Hadoop limits the amount of communication which can be performed by the processes, as each individual record is processed by a task in isolation from one another. While this sounds like a major limitation at first, it makes the whole framework much more reliable. Hadoop will not run just any program and distribute it across a cluster. Programs must be written to conform to a particular programming model, named "MapReduce."
In MapReduce, records are processed in isolation by tasks called Mappers. The output from the Mappers is then brought together into a second set of tasks called Reducers, where results from different mappers can be merged together.
Figure 1.2: Mapping and reducing tasks run on nodes where individual records of data are already present.

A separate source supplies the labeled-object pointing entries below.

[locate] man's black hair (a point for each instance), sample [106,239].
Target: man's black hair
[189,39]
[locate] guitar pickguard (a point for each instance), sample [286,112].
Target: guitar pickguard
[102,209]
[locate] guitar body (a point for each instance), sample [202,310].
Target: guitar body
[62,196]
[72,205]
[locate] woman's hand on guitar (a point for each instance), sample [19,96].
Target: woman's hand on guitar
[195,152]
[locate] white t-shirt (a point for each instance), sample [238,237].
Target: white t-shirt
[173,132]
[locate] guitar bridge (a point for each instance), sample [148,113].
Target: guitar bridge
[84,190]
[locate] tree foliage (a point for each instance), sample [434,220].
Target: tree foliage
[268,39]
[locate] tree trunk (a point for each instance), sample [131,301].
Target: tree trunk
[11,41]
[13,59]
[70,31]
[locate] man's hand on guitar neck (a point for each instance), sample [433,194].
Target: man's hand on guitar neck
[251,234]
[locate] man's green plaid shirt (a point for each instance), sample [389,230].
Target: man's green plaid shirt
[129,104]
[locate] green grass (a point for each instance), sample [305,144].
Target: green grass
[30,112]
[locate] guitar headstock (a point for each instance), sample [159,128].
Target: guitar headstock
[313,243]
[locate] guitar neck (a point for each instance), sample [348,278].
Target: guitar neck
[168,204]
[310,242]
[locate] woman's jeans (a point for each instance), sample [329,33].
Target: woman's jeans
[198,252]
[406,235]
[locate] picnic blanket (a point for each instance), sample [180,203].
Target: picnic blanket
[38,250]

Separate nodes in a Hadoop cluster still communicate with one another. However, in contrast to more conventional distributed systems where application developers explicitly marshal byte streams from node to node over sockets or through MPI buffers, communication in Hadoop is performed implicitly. Pieces of data can be tagged with key names which inform Hadoop how to send related bits of information to a common destination node. Hadoop internally manages all of the data transfer and cluster topology issues.
By restricting the communication between nodes, Hadoop makes the distributed system much more reliable. Individual node failures can be worked around by restarting tasks on other machines. Since user-level tasks do not communicate explicitly with one another, no messages need to be exchanged by user programs, nor do nodes need to roll back to pre-arranged checkpoints to partially restart the computation. The other workers continue to operate as though nothing went wrong, leaving the challenging aspects of partially restarting the program to the underlying Hadoop layer.

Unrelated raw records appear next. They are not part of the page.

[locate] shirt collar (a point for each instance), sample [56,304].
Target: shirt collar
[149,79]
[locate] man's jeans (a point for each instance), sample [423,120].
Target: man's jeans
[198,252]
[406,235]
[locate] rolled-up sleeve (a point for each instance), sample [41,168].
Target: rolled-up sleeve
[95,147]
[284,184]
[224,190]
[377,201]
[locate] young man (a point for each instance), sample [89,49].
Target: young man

One of the major benefits of using Hadoop in contrast to other distributed systems is its flat scalability curve. Executing Hadoop on a limited amount of data on a small number of nodes may not demonstrate particularly stellar performance as the overhead involved in starting Hadoop programs is relatively high. Other parallel/distributed programming paradigms such as MPI (Message Passing Interface) may perform much better on two, four, or perhaps a dozen machines. Though the effort of coordinating work among a small number of machines may be better-performed by such systems, the price paid in performance and engineering effort (when adding more hardware as a result of increasing data volumes) increases non-linearly.
A program written in distributed frameworks other than Hadoop may require large amounts of refactoring when scaling from ten to one hundred or one thousand machines. This may involve having the program be rewritten several times; fundamental elements of its design may also put an upper bound on the scale to which the application can grow.
Hadoop, however, is specifically designed to have a very flat scalability curve. After a Hadoop program is written and functioning on ten nodes, very little--if any--work is required for that same program to run on a much larger amount of hardware. Orders of magnitude of growth can be managed with little re-work required for your applications. The underlying Hadoop platform will manage the data and hardware resources and provide dependable performance growth proportionate to the number of machines available.
This module of the tutorial has highlighted the major benefits of using a system such as Hadoop. The rest of the tutorial is designed to show you how to effectively use it.